In the complex system shown below we have 4 microservices.

cache-failure Diagram of microservice components showing flow of requests coming in to P and proceeding through storage

  • Service P Stores personalized information. An ID represents a person and some metadata associated with that person. For simplicity, the metadata stored is never very large, and people are never removed from the system. P passes data to Q to be persisted. If Q times out, or returns an error, then P can degrade gracefully by returning a default response. For example, P could return un-personalized metadata for a given person if Q is failing.

  • Service Q A generic storage service used by several upstream services. It stores data in a persistent database for fault tolerance and recovery, and in a memory-based cache database for speed. Service Q will write data to both services: S and T. When retrieving data, it will read from Service T first, since that is quicker. If the cache fails for some reason, it will read from Service S. If both Service T and Service S fail, then it can send a default response for the database back upstream.
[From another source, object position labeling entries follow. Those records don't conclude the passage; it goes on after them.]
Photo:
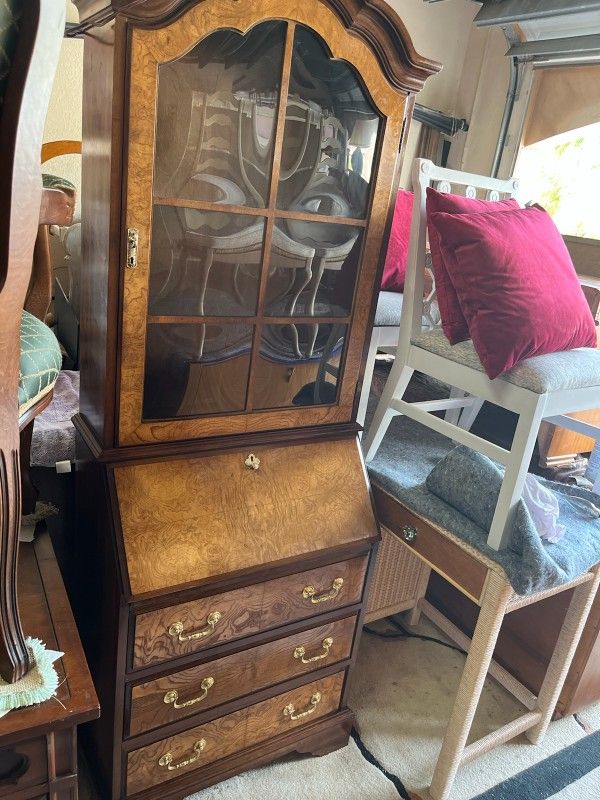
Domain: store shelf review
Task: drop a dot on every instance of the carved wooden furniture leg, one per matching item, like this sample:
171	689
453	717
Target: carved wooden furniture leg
14	657
493	608
29	494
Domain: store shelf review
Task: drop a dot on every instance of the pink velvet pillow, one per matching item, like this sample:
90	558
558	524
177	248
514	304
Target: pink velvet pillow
516	285
454	323
394	269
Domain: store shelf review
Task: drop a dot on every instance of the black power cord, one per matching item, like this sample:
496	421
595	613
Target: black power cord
405	634
364	750
368	756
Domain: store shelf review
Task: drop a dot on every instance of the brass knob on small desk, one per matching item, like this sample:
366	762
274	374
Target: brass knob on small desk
409	533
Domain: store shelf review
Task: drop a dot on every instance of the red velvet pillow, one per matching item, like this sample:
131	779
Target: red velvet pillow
516	285
394	269
454	323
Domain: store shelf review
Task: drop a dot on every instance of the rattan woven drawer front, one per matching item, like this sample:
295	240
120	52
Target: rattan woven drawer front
431	545
198	688
203	744
189	627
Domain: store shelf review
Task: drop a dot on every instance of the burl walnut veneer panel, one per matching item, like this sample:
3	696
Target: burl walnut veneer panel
191	519
227	735
245	611
207	685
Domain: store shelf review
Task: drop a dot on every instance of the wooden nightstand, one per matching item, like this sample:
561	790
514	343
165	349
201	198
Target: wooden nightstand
38	745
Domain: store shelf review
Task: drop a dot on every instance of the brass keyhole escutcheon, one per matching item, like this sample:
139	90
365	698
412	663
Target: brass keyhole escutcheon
409	533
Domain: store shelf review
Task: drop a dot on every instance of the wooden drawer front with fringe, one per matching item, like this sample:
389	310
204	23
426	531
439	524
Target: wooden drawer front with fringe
204	744
186	628
173	697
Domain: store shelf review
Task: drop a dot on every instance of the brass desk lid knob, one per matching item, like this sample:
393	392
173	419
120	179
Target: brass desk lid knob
409	533
252	462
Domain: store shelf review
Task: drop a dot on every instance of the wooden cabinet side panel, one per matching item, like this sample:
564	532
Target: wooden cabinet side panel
100	211
101	618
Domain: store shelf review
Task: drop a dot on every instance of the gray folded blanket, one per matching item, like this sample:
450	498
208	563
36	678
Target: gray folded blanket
471	482
410	452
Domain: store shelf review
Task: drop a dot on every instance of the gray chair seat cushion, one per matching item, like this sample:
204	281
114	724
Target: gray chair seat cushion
570	369
389	309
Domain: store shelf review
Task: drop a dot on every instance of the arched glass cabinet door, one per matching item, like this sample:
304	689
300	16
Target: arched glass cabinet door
259	177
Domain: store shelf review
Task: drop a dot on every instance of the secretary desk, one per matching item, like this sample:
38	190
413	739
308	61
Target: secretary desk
239	167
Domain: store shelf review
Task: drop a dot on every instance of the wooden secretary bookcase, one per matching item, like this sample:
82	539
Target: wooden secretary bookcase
239	165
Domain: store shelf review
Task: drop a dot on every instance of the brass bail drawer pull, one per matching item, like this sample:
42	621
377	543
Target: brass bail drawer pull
173	696
311	592
290	710
252	462
167	759
300	652
176	629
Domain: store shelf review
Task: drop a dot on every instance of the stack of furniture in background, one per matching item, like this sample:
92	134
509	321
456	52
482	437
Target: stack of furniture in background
231	239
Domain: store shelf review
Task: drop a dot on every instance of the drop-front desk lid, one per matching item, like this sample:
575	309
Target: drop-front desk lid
192	519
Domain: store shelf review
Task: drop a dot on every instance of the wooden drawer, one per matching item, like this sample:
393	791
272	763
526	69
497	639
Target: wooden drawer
192	690
23	765
189	627
203	744
438	551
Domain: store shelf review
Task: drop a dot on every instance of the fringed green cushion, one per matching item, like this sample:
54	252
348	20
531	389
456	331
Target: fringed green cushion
40	362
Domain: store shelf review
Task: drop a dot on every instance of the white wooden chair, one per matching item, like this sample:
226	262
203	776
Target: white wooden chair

  • Service S A persistent storage database, perhaps a columnar storage system like Cassandra or DynamoDB.

  • Service T An in-memory cache, perhaps something like Redis or Memcached.

  1. One day, T fails.
  2. Lookups to P start to slow down, because Q notices that T is no longer responding, and so it switches to reading from S. Unfortunately for this setup, it’s common for systems with large caches to have read-heavy workloads. In this case, T was handling the read load quite well because reading directly from memory is fast, but S is not provisioned to handle this sudden workload increase.
  3. S slows down and eventually fails. Those requests time out.
  4. Fortunately, Q was prepared for this as well, and so it returns a default response. The default response for a particular version of Cassandra when looking up a data object when all three replicas are unavailable is a 404 [Not Found] response code, so Q emits a 404 to P.
  5. P knows that the person it is looking up exists because it has an ID. People are never removed from the service. The 404 [Not Found] response that P receives from Q is therefore an impossible condition by virtue of the business logic. P could have handled an error from Q, or even a lack of response, but it has no condition to catch this impossible response. P crashes, taking down the entire system with it.

Two tiered application with Autoscaler

autoscaling-storage Autoscaling Storage

  • System R Stores a personalized user interface. Given an ID that represents a person, it will return a user interface customized to the movie preferences of that individual. R calls S for additional information about each person. If R can’t retrieve information about a person from S, then it has a default user interface.

  • System S Stores a variety of information about users, such as whether they have a valid account and what they are allowed to watch. This is too much data to fit on one instance or virtual machine, so S separates access and reading and writing into two subcomponents:

    • S-L Load balancer that uses a consistent hash algorithm to distribute the read-heavy load to the S-D components.
    • S-D Storage unit that has a small sample of the full dataset. For example, one instance of S-D might have information about all of the users whose names start with the letter “m” whereas another might store those whose names start with the letter “p.”
  • Embedded autoscaler: Scaling policies keep the clusters appropriately sized. If disk I/O drops below a certain threshold on S-D, for example, S-D will hand off data from the least busy node and shut that node down, and S-L will redistribute that workload to the remaining nodes. S-D data is held in a redundant on-node cache, so if the disk is slow for some reason, a slightly stale result can be returned from the cache. Alerts are set to trigger on increased error ratios, outlier detection will restart instances behaving oddly, etc.

Can you figure out what it could go wrong when a significant load of requires from the same user arrive at the same time?